Great Plates: Cavatelli and Wurst

 Photography by Dave Bryce / Story by Keith Recker / Recipe, food and styling by Rafael Vencio / Dinnerware courtesy of Revol

 Photography by Dave Bryce / Story by Keith Recker / Recipe, food and styling by Rafael Vencio / Dinnerware courtesy of Revol

Turning porcelain and stoneware into objects that are not only useful but also beautiful is an art that has been with us for centuries. The world’s great plate makers are not stuck in history, though: they are listening carefully to what we want in terms of ease, functionality, and mood. We explored some of the most stunning plate designs with Rafael Vencio, stylist, cook, urban farmer, and TABLE contributor.

Revol designed this classic-of-the-future dinnerware with high edges for less risky eating in the television room. Its gorgeous, earthy palette suggested a game-day sort of meal to Rafael, who paired Della Terra’s cavatelli salsiccia with Polish wurst and simple roasted vegetables. His sour cream, horseradish, and mustard condiment are not to be missed.

Wursts are deeply regionalized and have many varieties, essentially, it’s just a sausage. I prefer smoked types that are made with pork and spices such as fennel. The drier the meat, the less fat content, and can potentially dry out when grilled or cooked. I like the drier types which have a pronounced rich and meaty flavor.

4 oz hot fennel sausage 

2 tbsp butter

1 tbsp apple cider vinegar

1 cup chicken stock

1 fresh sage sprig

1 tbsp honey

1/2 cup roasted butternut squash, ½-inch diced

4 oz cavatelli

2 tbsp Parmesan

Cook sausage in butter over medium-high heat, breaking it up as you go, until sausage browns and color develops on pan.

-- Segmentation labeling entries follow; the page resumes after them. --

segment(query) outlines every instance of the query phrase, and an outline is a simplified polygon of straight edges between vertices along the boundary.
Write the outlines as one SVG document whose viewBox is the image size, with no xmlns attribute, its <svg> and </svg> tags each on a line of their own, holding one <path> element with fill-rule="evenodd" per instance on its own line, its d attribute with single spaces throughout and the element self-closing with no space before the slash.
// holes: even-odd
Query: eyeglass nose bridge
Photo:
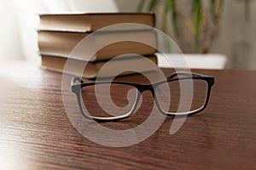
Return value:
<svg viewBox="0 0 256 170">
<path fill-rule="evenodd" d="M 143 94 L 144 91 L 149 90 L 154 98 L 154 88 L 152 84 L 140 84 L 137 88 L 141 94 Z"/>
</svg>

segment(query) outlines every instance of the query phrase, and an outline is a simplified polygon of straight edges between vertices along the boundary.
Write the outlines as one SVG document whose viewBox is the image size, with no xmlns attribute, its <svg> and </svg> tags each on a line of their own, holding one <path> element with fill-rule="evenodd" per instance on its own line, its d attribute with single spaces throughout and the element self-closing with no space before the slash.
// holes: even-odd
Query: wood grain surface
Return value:
<svg viewBox="0 0 256 170">
<path fill-rule="evenodd" d="M 61 75 L 25 62 L 0 66 L 0 169 L 256 168 L 256 71 L 195 71 L 216 79 L 201 114 L 189 116 L 173 135 L 173 119 L 166 118 L 146 140 L 113 148 L 73 128 L 63 105 Z M 143 97 L 144 114 L 131 118 L 131 127 L 153 105 L 149 94 Z"/>
</svg>

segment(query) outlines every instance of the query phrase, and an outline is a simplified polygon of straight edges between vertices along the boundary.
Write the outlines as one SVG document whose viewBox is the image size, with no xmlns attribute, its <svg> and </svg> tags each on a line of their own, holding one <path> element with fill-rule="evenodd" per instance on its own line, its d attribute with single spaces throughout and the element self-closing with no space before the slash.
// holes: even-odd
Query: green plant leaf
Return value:
<svg viewBox="0 0 256 170">
<path fill-rule="evenodd" d="M 201 23 L 201 0 L 193 0 L 195 7 L 195 47 L 199 52 L 200 50 L 200 27 Z"/>
</svg>

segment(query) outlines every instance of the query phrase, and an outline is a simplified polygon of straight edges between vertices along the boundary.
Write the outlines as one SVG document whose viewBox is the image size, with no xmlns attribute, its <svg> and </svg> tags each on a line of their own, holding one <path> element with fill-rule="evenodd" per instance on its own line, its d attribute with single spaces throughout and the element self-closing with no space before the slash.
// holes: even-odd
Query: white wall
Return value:
<svg viewBox="0 0 256 170">
<path fill-rule="evenodd" d="M 136 11 L 138 0 L 115 0 L 120 11 Z M 244 67 L 256 70 L 256 1 L 251 1 L 251 21 L 244 17 L 244 1 L 224 2 L 219 33 L 210 53 L 221 53 L 228 57 L 228 68 L 234 68 L 234 60 Z M 161 12 L 161 11 L 160 11 Z M 238 67 L 239 68 L 239 67 Z"/>
<path fill-rule="evenodd" d="M 0 59 L 21 59 L 16 12 L 9 0 L 0 0 Z"/>
</svg>

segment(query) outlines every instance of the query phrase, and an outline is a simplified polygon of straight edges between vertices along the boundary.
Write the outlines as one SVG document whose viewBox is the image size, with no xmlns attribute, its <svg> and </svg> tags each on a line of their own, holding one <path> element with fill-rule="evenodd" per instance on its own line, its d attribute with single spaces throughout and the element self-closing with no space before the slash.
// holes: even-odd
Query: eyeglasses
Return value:
<svg viewBox="0 0 256 170">
<path fill-rule="evenodd" d="M 175 72 L 166 80 L 151 84 L 126 82 L 84 82 L 72 79 L 82 115 L 95 121 L 117 121 L 136 112 L 142 94 L 149 90 L 157 108 L 165 116 L 189 116 L 203 110 L 208 103 L 214 77 L 191 72 Z"/>
</svg>

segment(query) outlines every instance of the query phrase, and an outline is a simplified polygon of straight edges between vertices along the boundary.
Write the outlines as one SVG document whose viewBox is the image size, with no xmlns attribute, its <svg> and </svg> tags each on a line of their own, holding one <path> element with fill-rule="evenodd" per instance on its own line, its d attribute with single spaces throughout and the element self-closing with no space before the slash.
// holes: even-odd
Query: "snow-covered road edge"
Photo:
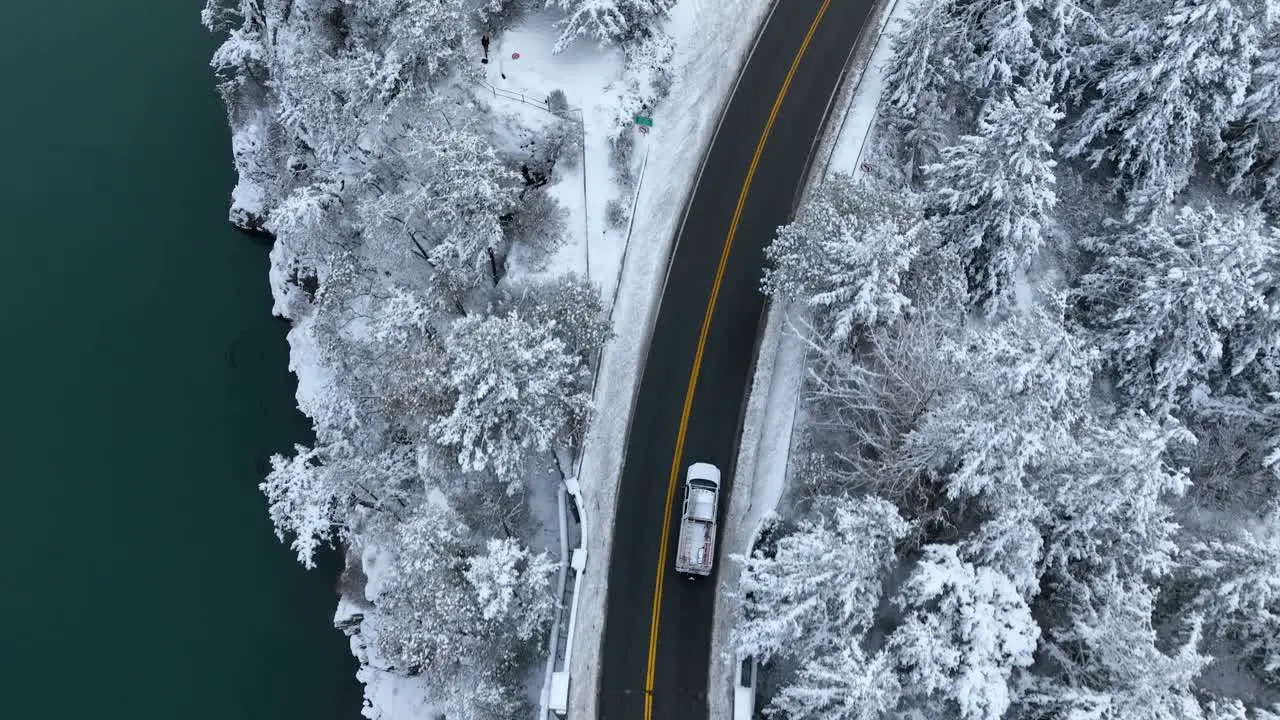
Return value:
<svg viewBox="0 0 1280 720">
<path fill-rule="evenodd" d="M 914 6 L 915 0 L 878 0 L 864 26 L 863 36 L 845 63 L 844 77 L 832 95 L 823 120 L 823 132 L 810 150 L 813 165 L 797 195 L 797 205 L 808 200 L 815 186 L 832 170 L 860 174 L 859 160 L 876 120 L 883 90 L 882 76 L 890 53 L 886 29 Z M 865 32 L 874 28 L 874 32 Z M 832 109 L 838 109 L 840 123 Z M 724 552 L 749 553 L 765 515 L 777 507 L 786 484 L 791 441 L 800 409 L 805 347 L 794 332 L 791 316 L 797 309 L 786 302 L 771 302 L 751 379 L 742 437 L 735 464 L 728 516 L 724 521 Z M 740 611 L 733 597 L 741 565 L 724 562 L 716 589 L 716 620 L 712 647 L 726 648 L 708 669 L 708 707 L 710 717 L 754 717 L 754 693 L 736 693 L 741 659 L 728 653 L 730 630 Z M 753 682 L 754 685 L 754 682 Z"/>
<path fill-rule="evenodd" d="M 773 6 L 769 0 L 681 0 L 672 10 L 675 82 L 654 111 L 655 127 L 648 137 L 653 147 L 663 149 L 648 160 L 648 174 L 668 182 L 649 183 L 637 200 L 632 228 L 636 246 L 622 265 L 612 309 L 616 337 L 600 357 L 594 393 L 596 418 L 579 469 L 581 510 L 591 518 L 591 532 L 584 538 L 586 568 L 570 647 L 570 716 L 579 720 L 596 716 L 618 477 L 663 278 L 707 150 Z"/>
</svg>

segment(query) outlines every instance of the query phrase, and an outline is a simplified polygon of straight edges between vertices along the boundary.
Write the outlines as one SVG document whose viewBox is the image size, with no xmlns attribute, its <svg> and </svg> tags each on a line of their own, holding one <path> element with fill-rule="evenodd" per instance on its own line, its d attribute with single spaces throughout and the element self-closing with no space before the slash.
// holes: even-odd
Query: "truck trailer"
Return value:
<svg viewBox="0 0 1280 720">
<path fill-rule="evenodd" d="M 710 575 L 716 562 L 716 511 L 719 509 L 719 469 L 694 462 L 685 475 L 685 509 L 680 518 L 676 571 Z"/>
</svg>

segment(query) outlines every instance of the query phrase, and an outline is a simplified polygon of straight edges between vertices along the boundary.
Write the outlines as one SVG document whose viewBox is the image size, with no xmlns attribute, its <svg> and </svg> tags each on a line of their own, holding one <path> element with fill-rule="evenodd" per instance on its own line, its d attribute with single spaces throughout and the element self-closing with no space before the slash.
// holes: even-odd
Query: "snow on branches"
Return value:
<svg viewBox="0 0 1280 720">
<path fill-rule="evenodd" d="M 549 324 L 518 314 L 462 318 L 442 360 L 452 409 L 430 433 L 463 470 L 517 479 L 527 452 L 545 452 L 586 419 L 586 364 Z"/>
<path fill-rule="evenodd" d="M 817 310 L 836 342 L 896 320 L 910 305 L 901 284 L 919 252 L 922 224 L 910 195 L 835 174 L 765 250 L 773 268 L 764 291 Z"/>
<path fill-rule="evenodd" d="M 666 17 L 675 4 L 675 0 L 547 0 L 548 6 L 568 13 L 559 23 L 556 53 L 563 51 L 579 37 L 590 37 L 600 45 L 637 37 Z"/>
</svg>

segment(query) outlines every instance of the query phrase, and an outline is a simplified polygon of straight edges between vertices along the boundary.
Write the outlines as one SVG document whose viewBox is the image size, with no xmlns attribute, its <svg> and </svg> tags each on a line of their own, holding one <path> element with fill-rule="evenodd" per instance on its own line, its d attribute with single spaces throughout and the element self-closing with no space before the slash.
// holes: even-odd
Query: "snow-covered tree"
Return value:
<svg viewBox="0 0 1280 720">
<path fill-rule="evenodd" d="M 1261 214 L 1183 208 L 1087 246 L 1097 264 L 1076 292 L 1133 400 L 1165 406 L 1276 355 L 1280 233 Z"/>
<path fill-rule="evenodd" d="M 828 340 L 902 315 L 902 279 L 923 222 L 910 193 L 851 176 L 828 178 L 765 250 L 764 291 L 817 310 Z"/>
<path fill-rule="evenodd" d="M 595 356 L 612 336 L 600 300 L 600 290 L 579 275 L 554 281 L 513 283 L 504 286 L 497 300 L 497 314 L 518 313 L 535 325 L 547 325 L 564 347 L 582 359 L 584 365 Z"/>
<path fill-rule="evenodd" d="M 361 0 L 346 3 L 352 40 L 376 50 L 396 91 L 416 73 L 438 77 L 472 37 L 474 0 Z"/>
<path fill-rule="evenodd" d="M 955 92 L 973 49 L 959 27 L 957 0 L 923 0 L 892 35 L 893 54 L 884 70 L 891 113 L 915 118 L 920 110 L 955 108 Z"/>
<path fill-rule="evenodd" d="M 1004 306 L 1050 233 L 1057 202 L 1048 137 L 1062 117 L 1048 87 L 1018 88 L 993 101 L 965 136 L 925 169 L 942 242 L 964 256 L 974 300 Z"/>
<path fill-rule="evenodd" d="M 818 506 L 823 516 L 778 539 L 772 556 L 758 551 L 746 560 L 746 616 L 732 639 L 739 653 L 805 659 L 870 628 L 908 525 L 874 497 L 823 498 Z"/>
<path fill-rule="evenodd" d="M 1115 164 L 1133 208 L 1187 187 L 1198 150 L 1234 120 L 1258 54 L 1257 4 L 1126 0 L 1106 27 L 1092 99 L 1070 128 L 1068 156 Z"/>
<path fill-rule="evenodd" d="M 509 643 L 488 632 L 465 582 L 475 552 L 470 529 L 448 507 L 421 503 L 385 532 L 387 551 L 366 560 L 379 655 L 401 673 L 435 676 L 454 673 L 460 659 L 500 662 Z"/>
<path fill-rule="evenodd" d="M 794 480 L 801 492 L 870 491 L 904 507 L 929 492 L 931 478 L 904 456 L 904 446 L 924 413 L 966 373 L 951 351 L 963 323 L 957 305 L 931 302 L 900 323 L 865 331 L 856 357 L 846 346 L 810 343 L 804 402 L 813 421 L 801 446 L 805 468 Z"/>
<path fill-rule="evenodd" d="M 1199 619 L 1185 641 L 1161 647 L 1152 625 L 1156 593 L 1142 578 L 1111 568 L 1075 583 L 1066 621 L 1050 628 L 1043 644 L 1056 664 L 1053 679 L 1036 692 L 1050 716 L 1100 720 L 1198 720 L 1192 683 L 1208 665 L 1201 655 Z"/>
<path fill-rule="evenodd" d="M 1170 501 L 1190 482 L 1166 452 L 1192 438 L 1139 413 L 1088 423 L 1082 434 L 1075 456 L 1041 483 L 1051 515 L 1044 564 L 1065 575 L 1101 559 L 1130 573 L 1167 573 L 1178 529 Z"/>
<path fill-rule="evenodd" d="M 586 418 L 586 365 L 550 324 L 470 315 L 454 322 L 442 360 L 451 410 L 430 433 L 463 470 L 513 480 L 526 454 L 567 439 Z"/>
<path fill-rule="evenodd" d="M 1280 673 L 1280 510 L 1234 538 L 1192 544 L 1188 559 L 1210 628 L 1239 639 L 1266 673 Z"/>
<path fill-rule="evenodd" d="M 666 17 L 675 4 L 675 0 L 547 0 L 548 6 L 568 13 L 559 22 L 561 37 L 554 51 L 563 51 L 579 37 L 590 37 L 600 45 L 625 42 Z"/>
<path fill-rule="evenodd" d="M 481 618 L 530 641 L 545 630 L 557 606 L 550 584 L 554 571 L 556 562 L 545 552 L 535 555 L 515 538 L 490 538 L 463 575 Z"/>
<path fill-rule="evenodd" d="M 892 717 L 902 688 L 886 652 L 872 657 L 856 642 L 800 665 L 771 707 L 791 720 L 882 720 Z"/>
<path fill-rule="evenodd" d="M 1027 478 L 1074 456 L 1089 409 L 1093 355 L 1044 310 L 974 332 L 952 350 L 968 377 L 943 388 L 902 448 L 946 495 L 998 510 Z"/>
<path fill-rule="evenodd" d="M 888 652 L 902 673 L 904 693 L 955 708 L 963 720 L 1004 716 L 1014 700 L 1014 674 L 1032 665 L 1039 638 L 1012 583 L 964 562 L 954 546 L 932 544 L 897 603 L 905 620 L 890 637 Z"/>
<path fill-rule="evenodd" d="M 293 456 L 271 456 L 271 471 L 260 486 L 266 495 L 275 534 L 298 562 L 315 568 L 323 544 L 346 537 L 356 507 L 396 512 L 403 507 L 402 487 L 417 477 L 406 448 L 355 454 L 349 445 L 308 448 L 294 446 Z"/>
</svg>

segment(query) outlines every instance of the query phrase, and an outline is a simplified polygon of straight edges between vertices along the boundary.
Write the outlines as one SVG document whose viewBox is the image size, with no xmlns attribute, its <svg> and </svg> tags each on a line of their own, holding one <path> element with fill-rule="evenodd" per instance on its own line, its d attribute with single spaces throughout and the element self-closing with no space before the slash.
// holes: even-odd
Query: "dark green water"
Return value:
<svg viewBox="0 0 1280 720">
<path fill-rule="evenodd" d="M 0 715 L 351 720 L 333 573 L 270 532 L 306 441 L 202 0 L 0 24 Z"/>
</svg>

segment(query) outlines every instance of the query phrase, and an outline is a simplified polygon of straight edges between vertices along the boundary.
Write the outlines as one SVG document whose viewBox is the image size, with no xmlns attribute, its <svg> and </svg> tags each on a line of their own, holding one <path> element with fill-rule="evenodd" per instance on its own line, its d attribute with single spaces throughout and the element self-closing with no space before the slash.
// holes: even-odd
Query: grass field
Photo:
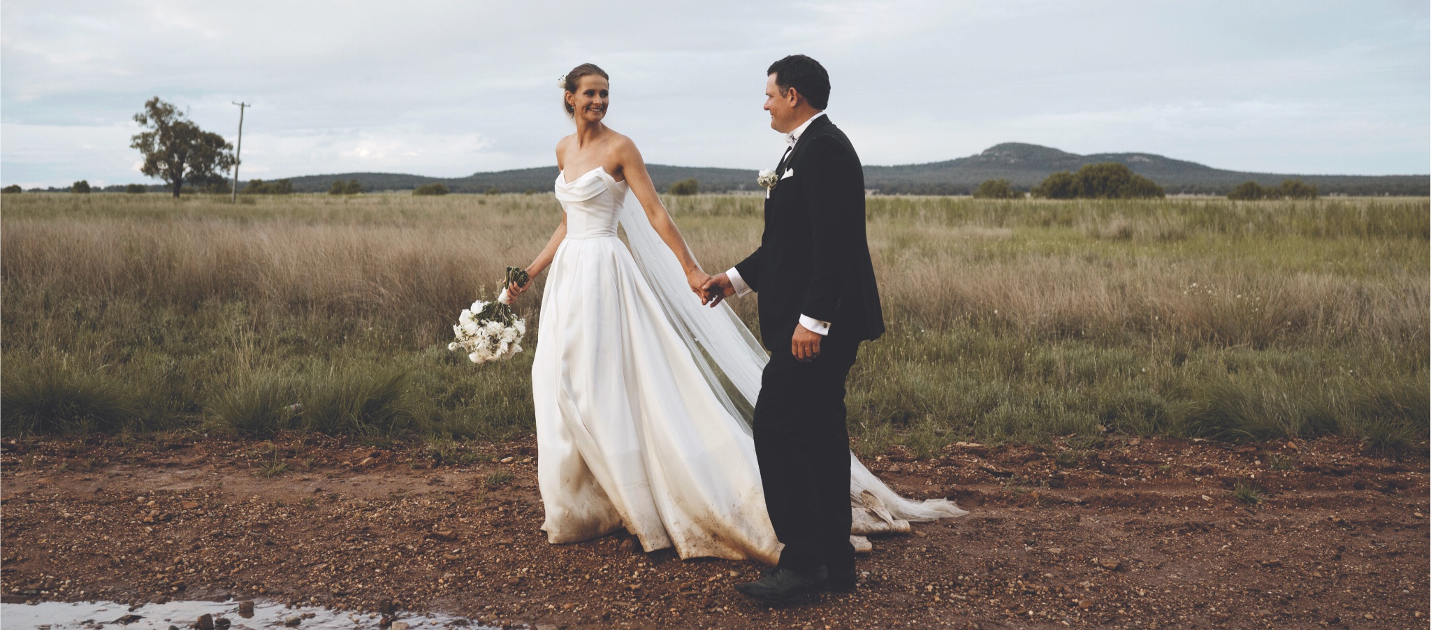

Deglaze pan with apple cider vinegar, scraping up bits from the pan. Add chicken stock, sage, honey, and roasted squash to pan. Reduce by half, and taste for salt. Add cooked pasta, along with 2 tablespoons of pasta cooking water. Toss pasta with sauce and 1 tablespoon of Parmesan over high heat. Plate and garnish with rest of Parmesan and fresh sage.

Mustard condiment:

½ cup whole grain mustard

½ cup spicy brown mustard

½ cup sour cream

2 tbsp Worcestershire

2 tbsp fresh horseradish

1 tbsp chopped dill

1 lemon, juice and zest

Pan-seared vegetables:

Baby carrots

Asparagus

Mushrooms, shiitake or shimenji

Toss with some olive oil until lightly coated and season with salt and fresh ground black pepper. Sear on pan or griddle, and char the vegetables hard for some strong roasted flavor.